Начиная с апреля 1928 года Троцкий за семь месяцев отправил из своей ссылки в Алма-Ате 550 телеграмм и 800 писем, получив около тысячи писем и 700 телеграмм (бóльшая часть их была от коллективов). «Деятельность троцкистов все более становилась уже не политической, а откровенно антиправительственной».

Сразу же после депортации Троцкого по всей стране начались массовые аресты оппозиционеров. В одной из троцкистских листовок сообщалось, что только в Москве было арестовано 200 человек. В других листовках назывались имена арестованных рабочих, содержалась информация о голодовке заключенных в Тобольской тюрьме (с летальным исходом).

Требования троцкистов были поддержаны на рабочих собраниях некоторых заводов Москвы и Московской области. И вновь сошлемся на хорошо информированных Колпакиди и Прудникову: «Троцкистское подполье в стране было многочисленно, хорошо организовано и неуловимо. Во главе его стояли старые революционеры с огромным опытом подпольной работы. Именно существование подполья во многом объясняло тот факт, что многие подвергались репрессиям за прошлую принадлежность к троцкистской оппозиции, даже при условии раскаяния и последующей честной работы. Сколько среди них было невиновных, а сколько подпольщиков, мы не узнаем, наверное, никогда».

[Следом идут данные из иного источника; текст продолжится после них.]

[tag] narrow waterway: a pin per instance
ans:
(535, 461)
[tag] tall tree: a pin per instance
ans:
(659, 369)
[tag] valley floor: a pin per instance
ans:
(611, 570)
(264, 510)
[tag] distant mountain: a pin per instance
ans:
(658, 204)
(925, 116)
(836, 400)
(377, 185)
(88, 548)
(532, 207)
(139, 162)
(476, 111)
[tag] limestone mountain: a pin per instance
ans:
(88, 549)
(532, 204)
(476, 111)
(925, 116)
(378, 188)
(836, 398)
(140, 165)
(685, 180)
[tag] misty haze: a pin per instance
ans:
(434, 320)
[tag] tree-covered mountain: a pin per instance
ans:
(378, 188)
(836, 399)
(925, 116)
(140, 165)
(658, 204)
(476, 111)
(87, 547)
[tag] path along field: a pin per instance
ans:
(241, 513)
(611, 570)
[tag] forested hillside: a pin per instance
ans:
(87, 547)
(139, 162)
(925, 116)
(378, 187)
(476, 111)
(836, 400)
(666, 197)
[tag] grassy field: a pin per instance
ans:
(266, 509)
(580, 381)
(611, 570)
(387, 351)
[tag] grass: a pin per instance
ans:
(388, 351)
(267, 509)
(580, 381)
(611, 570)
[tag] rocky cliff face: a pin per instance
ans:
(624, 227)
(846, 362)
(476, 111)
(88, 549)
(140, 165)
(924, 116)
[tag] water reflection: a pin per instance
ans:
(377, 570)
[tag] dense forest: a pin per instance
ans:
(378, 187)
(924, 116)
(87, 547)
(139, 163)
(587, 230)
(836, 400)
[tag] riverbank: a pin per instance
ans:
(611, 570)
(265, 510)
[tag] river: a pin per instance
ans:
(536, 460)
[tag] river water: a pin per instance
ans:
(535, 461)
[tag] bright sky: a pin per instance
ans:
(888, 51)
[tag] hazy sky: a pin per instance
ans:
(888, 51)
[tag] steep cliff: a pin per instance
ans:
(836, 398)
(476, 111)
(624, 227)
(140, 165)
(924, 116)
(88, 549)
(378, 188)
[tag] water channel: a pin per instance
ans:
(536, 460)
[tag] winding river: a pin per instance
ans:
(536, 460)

Такова была судьба очень многих троцкистов. Но не всех. Как-то в конце 20-х в кабинете секретаря ЦК ВКП(б) Л.М. Кагановича раздался телефонный звонок. С Киевского вокзала звонил его давний знакомый по Украине Никита Сергеевич Хрущев. Он пожаловался, что вынужден был уехать в Москву из-за частых напоминаний о его участии в троцкистской оппозиции 1923 и 1924 годов. Он просил Лазаря Моисеевича принять его.

Как позже свидетельствовал Каганович, Хрущев вошел в его кабинет измученный и голодный. Ему принесли из буфета бутерброды. Покончив с ними, Никита Сергеевич изложил свою просьбу: «…Он просил поддержки, – вспоминал Каганович, – для вступления в Промакадемию имени Сталина. «Я, – сказал он, – учился на рабфаке, но не кончил, взяли на партработу, а теперь вот очень хочу доучиться в Промакадемии. Меня могут на экзамене провалить, но я очень прошу Вашей помощи – дать мне льготу, я догоню»… И я, посоветовавшись с товарищами Куйбышевым и Молотовым, позвонил по телефону и просил принять товарища Хрущева в Промакадемию».

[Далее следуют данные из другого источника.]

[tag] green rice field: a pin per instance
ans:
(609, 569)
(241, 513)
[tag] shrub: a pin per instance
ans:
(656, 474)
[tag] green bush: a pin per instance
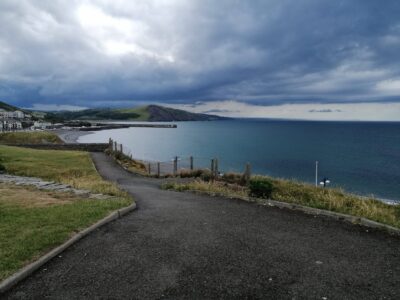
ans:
(260, 187)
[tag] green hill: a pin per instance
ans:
(8, 107)
(152, 113)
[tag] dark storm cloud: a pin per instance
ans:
(264, 52)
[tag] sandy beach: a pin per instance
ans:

Учеба у Никиты Сергеевича шла туго. Он компенсировал это политической активностью. В Промакадемии шла борьба с «правыми», поставившими под свой контроль местную партячейку. А уж в политических сварах отстающий студент чувствовал себя как рыба в воде. Теперь он стал яростным сторонником победившего сталинского большинства. Тогда же он узнал, кто является мужем скромной и молчаливой Нади Аллилуевой. Хорошо играя роль простого рабочего парня, Хрущев сумел расположить Аллилуеву к себе! В один прекрасный вечер она пригласила Никиту Сергеевича в гости. Надин муж был дома. Однокурсник жены ему понравился. Так началась карьера будущего партийного вождя. Хрущев старался чаще бывать в заветной кремлевской квартире. Как писал он в своих мемуарах, в столовой Промакадемии ему постоянно не хватало, «а у Сталина всегда можно было хорошо поесть». Но главной целью Никиты Сергеевича было, конечно, не это. Он старался сделать хорошую карьеру и преуспел в этом.

Наступил трагический 1930 год. В стране начался голод. У многих приближенных к партийному руководству появилась возможность выдвинуться на высокие должности.

До сих пор полностью не выяснены причины многочисленных трагедий, бедствий и несчастий раскулачивания. На ком больше вины? На честных, но малограмотных азартных энтузиастах, кто привык действовать с революционной решительностью и жестокостью? Или на их ловко замаскированных, законспирированных врагах? А может быть, чрезмерно усердствовали партийные карьеристы? Или это были затаившиеся правые и левые оппозиционеры, компрометировавшие сталинцев и желавшие направить против них народный гнев.